Nueva tregua, y esta vez por un mes. Cuantas exploraciones para concentrarse se
hicieron fueron rechazadas, hasta que el enemigo volvió un día al arroyo. Pero
como los tagalos no parecían tener decidida urgencia en hacerse abrir el
vientre de abajo a arriba, los españoles pudieron retirarse. La tregua nocturna
era oficial, por suficiente desconfianza y no escasa cordura. El teniente pudo
así mantenerse tres días. Retornaban al fuerte de noche, deshechos de
cansancio, con el pantalón a la rodilla y las piernas embarradas por la
travesía de las sementeras. Algunos volvían con dos fusiles, pues allá
quedaban compañeros todas las tardes.
Los filipinos se apoderaron
al fin del arroyo, y desde ese momento la defensa se circunscribió en la
empalizada. La munición, pródigamente acopiada, continuó cruzando el aire y
dando en el blanco con tal perseverante solicitud, que el enemigo desistió de
asaltar el fuerte. El sitio por hambre comenzó lleno de juicio, ilustrado -eso
sí- para activarlo, con fusiladas sutiles que tendían claramente a insinuarse
entre los ojos de los españoles parapetados.
Los días siguieron así,
con ellos los meses, y tan bien que el último carabao fue comido. Poco después
el café desapareció, y desde entonces la guarnición alimentóse de arroz cocido
en agua. A esto, ya profundamente disgustante, agregáronse las lluvias de
invierno, cuyas fiebres hicieron fielmente presa de heridos con hambre y centinelas
empapados. Las heridas, mal cuidadas, se gangrenaban; cinco soldados pasaron de
tal modo rápidamente a una más completa disolución.
Sobre todo, el hambre y
las lluvias. De vez en cuando, un explorador asalto de gritos y balas llevaba a
la mísera guarnición a la empalizada, y alguno se hacía siempre agujerear las
cejas, golpeando la cara muerta entre los intersticios de los troncos.
Cuando el arroz se hubo
picado y el teniente vio a sus hombres, heridos, enfermos, mudos, hoscos de
hambre y rabia, se enterneció y decidióse a decirles algo, a pesar de su
incapacidad.
-Compañeros -les dijo-.
Si me ayudan, estoy dispuesto a no entregarme a estos traidores... Estamos
abandonados y sufrimos todos; pero allá lejos está la patria, España... ¡España
es nuestra patria, compañeros!... ¡Esto también es España, compañeros! Estamos
muertos de hambre, pero mientras haya uno solo de nosotros, aquí, rodeada de
traidores, está nuestra historia... La patria y su gloria están aquí, aquí...

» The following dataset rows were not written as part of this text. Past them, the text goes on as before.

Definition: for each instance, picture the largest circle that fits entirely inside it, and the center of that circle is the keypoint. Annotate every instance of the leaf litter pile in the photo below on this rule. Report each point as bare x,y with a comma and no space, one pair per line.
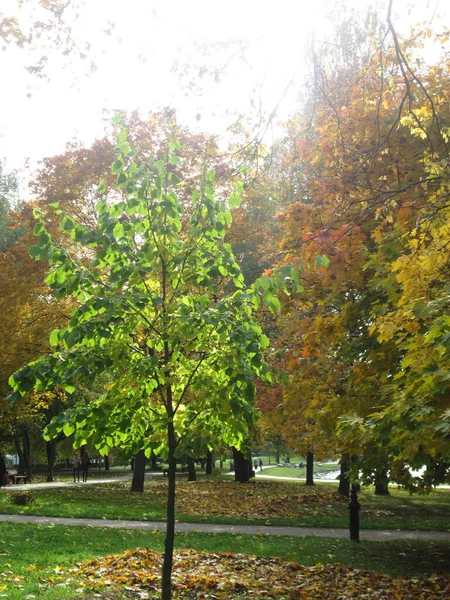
211,576
261,501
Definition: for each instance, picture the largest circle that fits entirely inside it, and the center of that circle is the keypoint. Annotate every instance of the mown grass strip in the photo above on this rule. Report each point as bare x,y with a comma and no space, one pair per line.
259,502
31,555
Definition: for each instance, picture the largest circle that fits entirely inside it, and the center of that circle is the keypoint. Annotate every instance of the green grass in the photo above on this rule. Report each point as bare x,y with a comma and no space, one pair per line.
30,553
115,501
298,473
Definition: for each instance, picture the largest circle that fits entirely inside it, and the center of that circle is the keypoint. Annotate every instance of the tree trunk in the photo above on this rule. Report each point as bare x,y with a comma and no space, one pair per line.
170,521
209,463
242,467
382,484
137,485
344,480
310,468
50,448
23,449
192,475
153,461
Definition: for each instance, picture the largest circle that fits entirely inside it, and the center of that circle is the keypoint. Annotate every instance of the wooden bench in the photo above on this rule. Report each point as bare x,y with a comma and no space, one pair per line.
17,479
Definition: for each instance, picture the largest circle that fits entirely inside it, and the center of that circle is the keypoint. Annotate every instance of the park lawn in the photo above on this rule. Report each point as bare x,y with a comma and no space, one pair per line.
224,501
298,472
38,560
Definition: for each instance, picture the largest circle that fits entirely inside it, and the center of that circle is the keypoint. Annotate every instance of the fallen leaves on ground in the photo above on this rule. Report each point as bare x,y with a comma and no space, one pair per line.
201,575
260,501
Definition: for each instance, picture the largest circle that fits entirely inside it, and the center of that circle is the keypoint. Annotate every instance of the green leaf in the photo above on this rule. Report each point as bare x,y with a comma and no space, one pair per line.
118,231
35,252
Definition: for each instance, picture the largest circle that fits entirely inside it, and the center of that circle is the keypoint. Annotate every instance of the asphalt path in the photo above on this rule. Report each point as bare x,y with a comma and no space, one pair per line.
365,534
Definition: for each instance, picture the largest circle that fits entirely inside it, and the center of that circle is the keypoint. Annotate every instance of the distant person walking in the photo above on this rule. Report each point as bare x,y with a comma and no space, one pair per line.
85,463
76,462
2,471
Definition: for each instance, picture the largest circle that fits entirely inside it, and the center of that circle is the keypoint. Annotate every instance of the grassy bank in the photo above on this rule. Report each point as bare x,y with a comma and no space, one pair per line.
276,503
32,556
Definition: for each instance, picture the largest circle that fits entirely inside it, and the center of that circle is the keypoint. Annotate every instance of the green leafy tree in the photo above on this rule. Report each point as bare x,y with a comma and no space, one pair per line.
149,281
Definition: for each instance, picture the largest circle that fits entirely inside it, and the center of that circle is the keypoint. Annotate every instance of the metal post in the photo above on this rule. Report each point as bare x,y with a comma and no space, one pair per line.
354,507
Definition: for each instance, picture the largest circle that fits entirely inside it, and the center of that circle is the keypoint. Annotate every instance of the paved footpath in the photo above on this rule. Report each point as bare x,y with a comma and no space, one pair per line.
365,534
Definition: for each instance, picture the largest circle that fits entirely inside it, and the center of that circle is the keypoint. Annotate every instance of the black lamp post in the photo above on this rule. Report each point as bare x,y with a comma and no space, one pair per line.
354,507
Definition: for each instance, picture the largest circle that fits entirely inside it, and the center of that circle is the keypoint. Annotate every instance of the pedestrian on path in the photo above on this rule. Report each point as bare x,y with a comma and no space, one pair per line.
76,462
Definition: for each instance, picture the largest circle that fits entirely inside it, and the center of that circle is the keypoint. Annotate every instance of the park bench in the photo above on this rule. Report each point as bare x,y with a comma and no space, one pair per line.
17,479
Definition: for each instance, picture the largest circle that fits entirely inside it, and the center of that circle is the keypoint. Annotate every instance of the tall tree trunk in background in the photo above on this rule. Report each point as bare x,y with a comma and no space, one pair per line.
170,520
23,449
137,485
192,475
153,462
344,480
382,483
50,448
310,468
208,463
242,467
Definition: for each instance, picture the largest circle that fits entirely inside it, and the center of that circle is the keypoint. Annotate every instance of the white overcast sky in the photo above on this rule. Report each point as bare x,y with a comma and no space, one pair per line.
135,66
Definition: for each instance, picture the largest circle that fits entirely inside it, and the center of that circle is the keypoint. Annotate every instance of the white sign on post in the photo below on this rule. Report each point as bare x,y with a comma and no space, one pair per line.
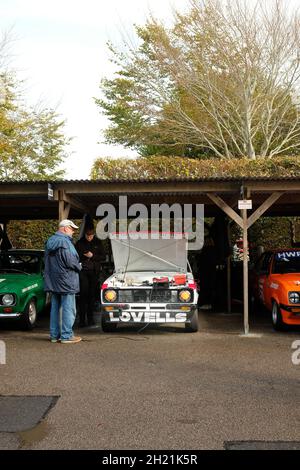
245,204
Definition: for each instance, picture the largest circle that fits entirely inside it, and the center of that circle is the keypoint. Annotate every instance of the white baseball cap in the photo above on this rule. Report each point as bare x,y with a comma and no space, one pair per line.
67,223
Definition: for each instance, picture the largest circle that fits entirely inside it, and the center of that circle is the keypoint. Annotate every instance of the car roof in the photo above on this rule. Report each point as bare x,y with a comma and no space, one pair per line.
279,250
20,250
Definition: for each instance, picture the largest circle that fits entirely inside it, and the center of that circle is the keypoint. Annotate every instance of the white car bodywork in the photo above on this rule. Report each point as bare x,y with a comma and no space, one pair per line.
151,277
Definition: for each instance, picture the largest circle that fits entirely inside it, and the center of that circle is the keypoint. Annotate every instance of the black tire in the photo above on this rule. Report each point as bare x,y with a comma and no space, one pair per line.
108,327
277,322
29,317
193,325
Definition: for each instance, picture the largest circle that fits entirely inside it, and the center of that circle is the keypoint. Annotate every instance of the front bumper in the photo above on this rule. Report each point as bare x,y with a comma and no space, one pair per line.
155,315
290,314
8,316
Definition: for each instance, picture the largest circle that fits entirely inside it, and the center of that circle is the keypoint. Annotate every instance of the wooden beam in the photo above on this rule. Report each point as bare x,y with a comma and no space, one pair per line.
245,271
264,207
226,208
60,195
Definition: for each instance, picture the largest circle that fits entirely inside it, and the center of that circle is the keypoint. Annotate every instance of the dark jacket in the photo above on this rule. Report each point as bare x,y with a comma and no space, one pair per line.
94,246
61,265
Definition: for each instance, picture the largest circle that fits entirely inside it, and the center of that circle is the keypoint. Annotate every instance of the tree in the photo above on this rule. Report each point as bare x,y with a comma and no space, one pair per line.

¡Nuestra España, mi España, compañeros!...
La patria sacra se le
subió a la garganta y no pudo continuar. Se estiró el bigote tenazmente,
mirando a la pared. Los soldados sintieron, sobre su miseria y exclusiva ansia
de alimento y descanso, nada más, la gloria humana de sacrificar la vida a una
idea. Aun vibrando de ternura, ninguno dijo nada. Pero cuando uno se atrevió a
¡Viva España!, todos le respondieron en seguida con un grito rabioso de
intensidad desahogada.
Diez días después las
intentonas de asalto recrudecieron, no fue más posible defender la empalizada,
y la guarnición se sostuvo en el fuerte. Una semana después el enemigo se
retiró y al día siguiente desembocó en el cañadulzal rosado una fuerza
regular. Bajaron todos; eran apenas once, harapientos, flacos, huraños,
aniquilados de fiebre y lucha, con el alma plena, sin embargo, de haber hecho
todo lo posible. Pero el batallón era norteamericano, y no es envidiable lo
que habrá sentido aquella gente cuando se enteró de que España había vendido
Filipinas hacía cinco meses, y habían estado defendiendo el pabellón enemigo.